Inclusion criteria: All SAD patients were diagnosed according to the criteria of National Institute of Neurological and Communicative Disorders and Stroke, and the Alzheimer's disease and Related Disorders Association for “probable Alzheimer's disease”[41].

Exclusion criteria: Patients were excluded if they had systemic disorders or other brain diseases that could account for progressive deficits in memory and cognition, or had disturbances of consciousness. Patients with evidence of vascular dementia, “mixed” dementia, or a family history of Alzheimer's disease were excluded also.

Control group

Inclusion criteria: Controls were healthy check-out staff from the Xuanwu Hospital of the Capital Medical University in China. They underwent regular health examinations, and were confirmed healthy with Mini-Mental Test scores > 24 points.

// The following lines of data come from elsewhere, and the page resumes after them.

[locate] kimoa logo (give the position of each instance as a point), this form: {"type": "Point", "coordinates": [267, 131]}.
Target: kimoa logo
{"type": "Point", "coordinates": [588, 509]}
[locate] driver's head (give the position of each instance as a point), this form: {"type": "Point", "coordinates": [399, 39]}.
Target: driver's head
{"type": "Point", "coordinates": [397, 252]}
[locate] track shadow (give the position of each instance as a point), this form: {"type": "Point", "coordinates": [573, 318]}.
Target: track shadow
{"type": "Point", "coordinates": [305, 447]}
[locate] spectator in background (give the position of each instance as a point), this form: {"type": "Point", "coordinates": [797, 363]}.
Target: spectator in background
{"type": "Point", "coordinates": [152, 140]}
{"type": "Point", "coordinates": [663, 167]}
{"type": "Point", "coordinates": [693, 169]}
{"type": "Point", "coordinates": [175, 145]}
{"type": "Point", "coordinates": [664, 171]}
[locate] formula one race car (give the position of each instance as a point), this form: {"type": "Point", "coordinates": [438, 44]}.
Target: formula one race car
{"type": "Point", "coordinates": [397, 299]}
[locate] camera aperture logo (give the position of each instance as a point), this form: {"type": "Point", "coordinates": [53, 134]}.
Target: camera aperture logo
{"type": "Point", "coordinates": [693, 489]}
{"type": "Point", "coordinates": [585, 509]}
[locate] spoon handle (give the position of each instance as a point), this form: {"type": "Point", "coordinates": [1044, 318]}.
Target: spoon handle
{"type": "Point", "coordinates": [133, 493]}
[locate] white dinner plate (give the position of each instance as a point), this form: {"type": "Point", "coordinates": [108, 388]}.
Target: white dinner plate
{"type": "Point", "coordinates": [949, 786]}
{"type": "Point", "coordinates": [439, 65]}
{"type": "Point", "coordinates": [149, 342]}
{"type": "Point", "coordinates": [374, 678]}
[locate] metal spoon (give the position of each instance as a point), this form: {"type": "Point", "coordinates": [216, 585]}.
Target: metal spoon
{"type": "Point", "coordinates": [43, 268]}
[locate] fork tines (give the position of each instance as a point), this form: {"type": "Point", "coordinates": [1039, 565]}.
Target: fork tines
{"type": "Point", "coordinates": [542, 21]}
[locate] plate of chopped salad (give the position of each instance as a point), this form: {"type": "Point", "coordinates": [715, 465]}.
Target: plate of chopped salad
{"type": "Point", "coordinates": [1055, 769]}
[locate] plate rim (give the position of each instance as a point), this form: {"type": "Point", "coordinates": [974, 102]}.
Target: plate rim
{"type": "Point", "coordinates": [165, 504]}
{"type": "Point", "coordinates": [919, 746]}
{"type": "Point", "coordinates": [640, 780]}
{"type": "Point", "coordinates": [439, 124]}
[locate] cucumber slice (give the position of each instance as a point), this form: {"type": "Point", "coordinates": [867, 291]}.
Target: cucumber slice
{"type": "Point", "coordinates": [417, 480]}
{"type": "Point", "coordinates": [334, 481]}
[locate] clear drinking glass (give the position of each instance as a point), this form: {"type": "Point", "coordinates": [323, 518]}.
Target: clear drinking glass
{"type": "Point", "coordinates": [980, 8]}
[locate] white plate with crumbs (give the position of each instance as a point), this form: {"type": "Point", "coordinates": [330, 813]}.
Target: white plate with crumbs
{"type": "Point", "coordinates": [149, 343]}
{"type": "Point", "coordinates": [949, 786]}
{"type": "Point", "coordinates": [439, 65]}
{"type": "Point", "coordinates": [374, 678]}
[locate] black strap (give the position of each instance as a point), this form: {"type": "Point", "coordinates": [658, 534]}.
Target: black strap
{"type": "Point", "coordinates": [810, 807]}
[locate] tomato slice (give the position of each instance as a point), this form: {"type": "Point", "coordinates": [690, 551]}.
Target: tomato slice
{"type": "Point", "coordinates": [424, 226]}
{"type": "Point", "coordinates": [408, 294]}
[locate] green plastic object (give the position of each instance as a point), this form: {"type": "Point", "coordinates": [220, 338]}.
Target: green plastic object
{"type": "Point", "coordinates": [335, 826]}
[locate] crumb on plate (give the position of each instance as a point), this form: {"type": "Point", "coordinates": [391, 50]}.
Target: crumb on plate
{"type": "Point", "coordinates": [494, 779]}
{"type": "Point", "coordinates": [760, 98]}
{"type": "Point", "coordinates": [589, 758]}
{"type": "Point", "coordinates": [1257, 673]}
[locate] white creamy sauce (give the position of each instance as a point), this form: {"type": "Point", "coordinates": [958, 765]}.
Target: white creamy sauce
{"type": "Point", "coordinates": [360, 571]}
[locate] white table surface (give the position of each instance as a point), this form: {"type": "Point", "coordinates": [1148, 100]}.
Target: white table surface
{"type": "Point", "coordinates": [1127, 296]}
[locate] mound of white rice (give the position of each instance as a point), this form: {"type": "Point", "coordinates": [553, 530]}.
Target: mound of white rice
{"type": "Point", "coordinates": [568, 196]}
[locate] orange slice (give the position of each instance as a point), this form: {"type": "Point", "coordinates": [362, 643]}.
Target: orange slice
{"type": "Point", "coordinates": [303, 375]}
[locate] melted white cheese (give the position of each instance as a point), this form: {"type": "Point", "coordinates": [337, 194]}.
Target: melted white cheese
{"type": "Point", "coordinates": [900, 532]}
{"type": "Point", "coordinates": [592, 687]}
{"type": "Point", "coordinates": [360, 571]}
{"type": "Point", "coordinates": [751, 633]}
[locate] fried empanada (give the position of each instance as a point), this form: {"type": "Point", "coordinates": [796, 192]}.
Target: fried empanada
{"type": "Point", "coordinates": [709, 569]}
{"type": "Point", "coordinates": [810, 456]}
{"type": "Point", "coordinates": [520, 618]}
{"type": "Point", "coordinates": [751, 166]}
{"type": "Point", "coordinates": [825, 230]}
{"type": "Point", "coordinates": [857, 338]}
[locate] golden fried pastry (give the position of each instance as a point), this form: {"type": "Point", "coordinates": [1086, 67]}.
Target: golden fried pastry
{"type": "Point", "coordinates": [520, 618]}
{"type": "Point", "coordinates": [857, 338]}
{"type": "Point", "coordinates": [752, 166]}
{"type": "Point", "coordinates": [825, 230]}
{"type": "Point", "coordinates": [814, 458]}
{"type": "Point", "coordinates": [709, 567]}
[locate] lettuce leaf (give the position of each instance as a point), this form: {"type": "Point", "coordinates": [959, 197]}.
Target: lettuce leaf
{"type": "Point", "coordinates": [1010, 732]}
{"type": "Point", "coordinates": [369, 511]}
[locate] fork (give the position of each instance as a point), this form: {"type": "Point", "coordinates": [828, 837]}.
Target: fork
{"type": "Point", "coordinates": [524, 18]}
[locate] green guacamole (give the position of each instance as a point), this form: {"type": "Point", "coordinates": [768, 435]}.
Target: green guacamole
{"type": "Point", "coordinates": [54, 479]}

Exclusion criteria: All subjects who had a history of poison contact, or hereditary disease were excluded. Also, anyone showing signs of dementia, anxiety, depression, or other mental or physical disease were excluded According to the Administrative Regulations on Medical Institutions[42], formulated by the State Council of China, informed consent was obtained from the participants, or their respective caretakers if the patients were not capable.

Methods

SNP screens of PLAU relevant to this study were performed by direct sequencing

Genomic DNA was extracted from peripheral blood leukocytes (cubital vein blood) using standard phenol/chloroform extraction methods[43]. Using data from the National Center for Biotechnology Information SNP consortium database (http://www. ncbi.nlm.nih. gov/SNP/), we analyzed four SNPs by directly sequencing the DNA. For convenience, these SNPs are termed PLAU 1, 2, 3, and 4. The analysis of 48 unrelated individuals revealed that PLAU 3 and 4 were not polymorphic and were ruled out from our study. The details of the SNPs are shown in Table 4.

Table 4

PLAU variants relevant to this study

Analysis of PLAU genotypes by PCR-restriction fragment length polymorphism assay

The regions of the PLAU gene containing rs2227564 and rs2227562 were amplified by PCR. All PCR primers were designed using Primer 5 (Premier, Canada) for the two SNPs, and the expected product size was 507 bp (GenBank Accession No. AF377330). Forward and reverse amplification primers were 5’-GGG GGC AAC AAG GAC CAA A-3’ and 5’-CTT AAA GCG GGG CCT CAG A-3’, respectively. A total volume of 25 μL for the PCR reaction mixture was used which consisted of 0.625 μL Taq DNA polymerase (TaKaRa Bio Inc, Shiga, Japan), 1.5 μL dNTPs (50 mM), 0.3 μL (20 μM) of each primer, and 100 ng DNA template. After an initial denaturation step at 94°C for 5 minutes, PCR was carried out for 30 cycles at 94°C for 30 seconds, 61.1°C for 30 seconds, and 72°C for 30 seconds, followed by a final extension at 72°C for 5 minutes. A volume of 5 μL of PCR products was digested with the restriction endonucleases, AluI or ALwNI (New England Biolabs, Beverly, MA, USA) for the SNPs of rs2227564 and rs2227562 respectively, then visualized with ethidium bromide after electrophoresis in 2% agarose gels.

Statistical analysis

All statistical analyses were carried out with SPSS version 11.5 software (SPSS, Chicago, IL, USA). Genotypic and allelic frequencies were estimated by direct counting, and were compared between patients and controls by means of a two-sided Pearson chi-square test (χ2 test). The relationship of gene polymorphism with Alzheimer's disease was evaluated by a Pearson χ2 test with OR for the CT or CC + CT genotypes versus the TT genotype. Multiple logistic regression models were used to adjust for age. Two-sample t-tests were used to compare the ages between the two groups. The Pearson χ2 test was used to compare the genders between the two groups. Pearson χ2 tests were used to determine whether the observed genotypic frequencies deviated from Hardy-Weinberg equilibrium in the case and control samples. Any P value less than 0.05 was considered statistically significant.